My time in Dali was spent on foot, roaming the old town and walking down to the banks of Lake Erhai, the huge body of water near where Dali sits. Here, the villages retain some authentic charm. The weather was perfect and there was little to complain about. But that sense of excitement that I’d felt early the previous morning - alone and in the dark in a more distant part of China - had gone. It was too comfortable, too disheartening to make it worth really staying longer than necessary. 

 

A walk around Cangshan

Views of Canghshan: the snow has receded, but entrance to the summit paths was frustratingly prohibited. 

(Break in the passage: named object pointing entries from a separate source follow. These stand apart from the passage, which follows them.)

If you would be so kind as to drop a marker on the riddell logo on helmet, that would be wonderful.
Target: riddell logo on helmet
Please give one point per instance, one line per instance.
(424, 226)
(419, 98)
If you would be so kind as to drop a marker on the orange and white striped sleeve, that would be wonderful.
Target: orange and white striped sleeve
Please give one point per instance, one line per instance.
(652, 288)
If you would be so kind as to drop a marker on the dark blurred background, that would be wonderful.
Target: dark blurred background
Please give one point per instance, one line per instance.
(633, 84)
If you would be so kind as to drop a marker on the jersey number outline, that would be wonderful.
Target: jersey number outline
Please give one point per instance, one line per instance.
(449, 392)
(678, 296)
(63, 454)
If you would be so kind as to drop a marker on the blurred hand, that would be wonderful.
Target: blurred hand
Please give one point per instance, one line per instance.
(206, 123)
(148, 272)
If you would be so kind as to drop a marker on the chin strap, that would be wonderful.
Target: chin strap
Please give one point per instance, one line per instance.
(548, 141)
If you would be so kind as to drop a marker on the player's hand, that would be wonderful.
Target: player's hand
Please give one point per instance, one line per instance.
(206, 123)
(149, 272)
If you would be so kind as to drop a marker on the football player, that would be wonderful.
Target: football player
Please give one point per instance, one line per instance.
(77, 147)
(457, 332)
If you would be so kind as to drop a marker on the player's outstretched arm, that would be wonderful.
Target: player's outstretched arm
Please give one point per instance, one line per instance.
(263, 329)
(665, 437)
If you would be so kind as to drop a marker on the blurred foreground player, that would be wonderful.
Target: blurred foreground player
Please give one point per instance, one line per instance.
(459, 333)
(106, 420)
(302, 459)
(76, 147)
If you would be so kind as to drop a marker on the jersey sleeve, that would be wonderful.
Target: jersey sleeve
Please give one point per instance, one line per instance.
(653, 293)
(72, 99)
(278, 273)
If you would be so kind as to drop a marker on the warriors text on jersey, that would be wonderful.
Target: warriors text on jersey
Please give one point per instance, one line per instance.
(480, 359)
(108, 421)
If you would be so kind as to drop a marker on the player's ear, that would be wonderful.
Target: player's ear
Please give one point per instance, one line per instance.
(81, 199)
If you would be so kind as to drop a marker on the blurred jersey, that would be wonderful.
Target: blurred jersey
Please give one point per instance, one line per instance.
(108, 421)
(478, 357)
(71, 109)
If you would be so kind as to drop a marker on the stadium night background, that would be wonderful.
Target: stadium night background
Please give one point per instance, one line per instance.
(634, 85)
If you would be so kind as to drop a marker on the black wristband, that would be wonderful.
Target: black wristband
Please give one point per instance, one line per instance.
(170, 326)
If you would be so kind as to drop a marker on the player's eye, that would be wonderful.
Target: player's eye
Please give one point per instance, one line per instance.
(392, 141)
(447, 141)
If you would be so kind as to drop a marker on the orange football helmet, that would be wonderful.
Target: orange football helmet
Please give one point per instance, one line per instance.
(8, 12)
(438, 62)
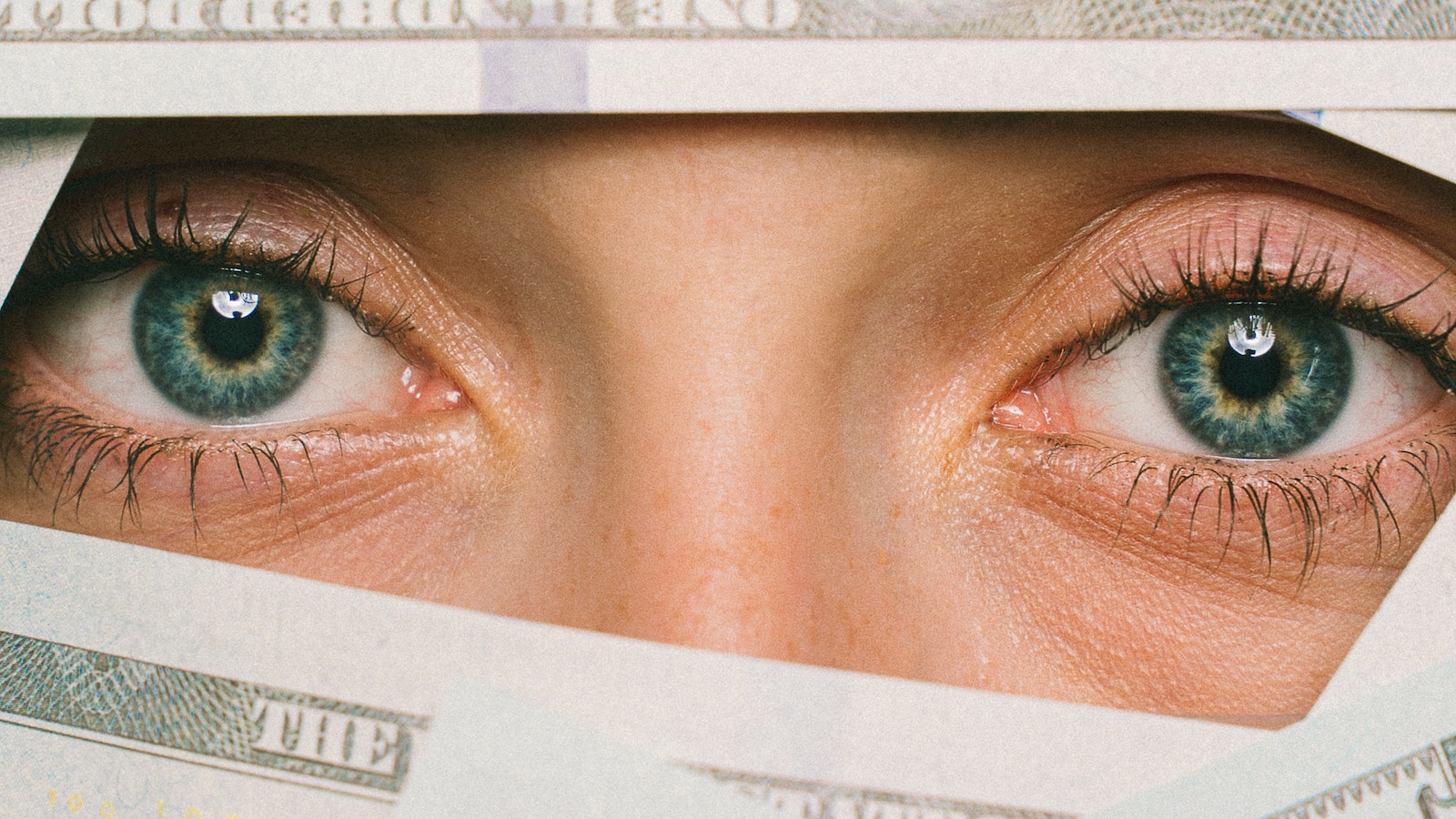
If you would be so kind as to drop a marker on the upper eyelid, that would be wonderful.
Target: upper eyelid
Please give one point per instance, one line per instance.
(264, 213)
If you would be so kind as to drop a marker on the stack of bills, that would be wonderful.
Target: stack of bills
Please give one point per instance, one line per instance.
(138, 682)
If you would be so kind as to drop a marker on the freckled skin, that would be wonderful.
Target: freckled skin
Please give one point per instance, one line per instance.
(730, 382)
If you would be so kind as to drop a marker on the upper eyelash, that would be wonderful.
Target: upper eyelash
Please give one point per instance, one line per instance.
(63, 257)
(1310, 281)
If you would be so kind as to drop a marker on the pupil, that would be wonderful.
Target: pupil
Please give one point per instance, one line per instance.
(1251, 378)
(232, 336)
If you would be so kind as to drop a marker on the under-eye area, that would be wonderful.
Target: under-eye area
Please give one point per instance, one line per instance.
(1270, 392)
(188, 361)
(1136, 410)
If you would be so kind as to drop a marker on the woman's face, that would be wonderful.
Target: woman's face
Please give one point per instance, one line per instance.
(1133, 410)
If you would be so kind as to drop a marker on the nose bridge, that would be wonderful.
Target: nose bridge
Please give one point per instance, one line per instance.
(718, 499)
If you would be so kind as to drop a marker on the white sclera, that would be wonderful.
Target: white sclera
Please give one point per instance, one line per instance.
(85, 334)
(1120, 395)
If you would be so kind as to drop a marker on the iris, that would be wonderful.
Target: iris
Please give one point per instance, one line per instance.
(226, 344)
(1254, 379)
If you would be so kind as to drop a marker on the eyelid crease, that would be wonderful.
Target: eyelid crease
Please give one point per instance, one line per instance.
(1363, 286)
(77, 247)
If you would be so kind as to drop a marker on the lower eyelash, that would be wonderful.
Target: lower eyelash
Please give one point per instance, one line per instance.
(1314, 281)
(1307, 496)
(62, 450)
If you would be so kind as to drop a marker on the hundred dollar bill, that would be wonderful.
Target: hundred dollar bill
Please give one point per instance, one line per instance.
(495, 755)
(196, 57)
(34, 159)
(1390, 755)
(136, 682)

The next day, I walked to Cangshan, the mountain range that dominates the city. But it too disappointed. Most of the hiking paths were still closed for winter, despite the heat and the obviously melted snow that made the summits look so inviting. Though the concrete paths threw up some spectacular views, I had to compete with throngs as if I was at the Grand Canyon or Mt Rushmore.  It felt cluttered and busy. And the stares I was receiving in Jinghong were only amplified on those trails. It was becoming fatiguing. 

Cangshan, Dali. 

Cangshan, Dali. 

Cangshan, Dali. 

Cangshan, Dali. 

A rock pool in Cangshan. 

A rock pool in Cangshan. 

Headed West to the Unknown

So my only real choice in Dali was to leave. I had to find somewhere exciting, truly challenging, truly different. So I reconciled, that comfortable final night in my Dali hostel, to head west, to the Nujiang Valley - one of China's furthest frontiers, renowned for its challenging access, lack of tourism, ethnic diversity and spectacular scenery - for what turned out to be 9 of the most remarkable days traveling I'd experienced.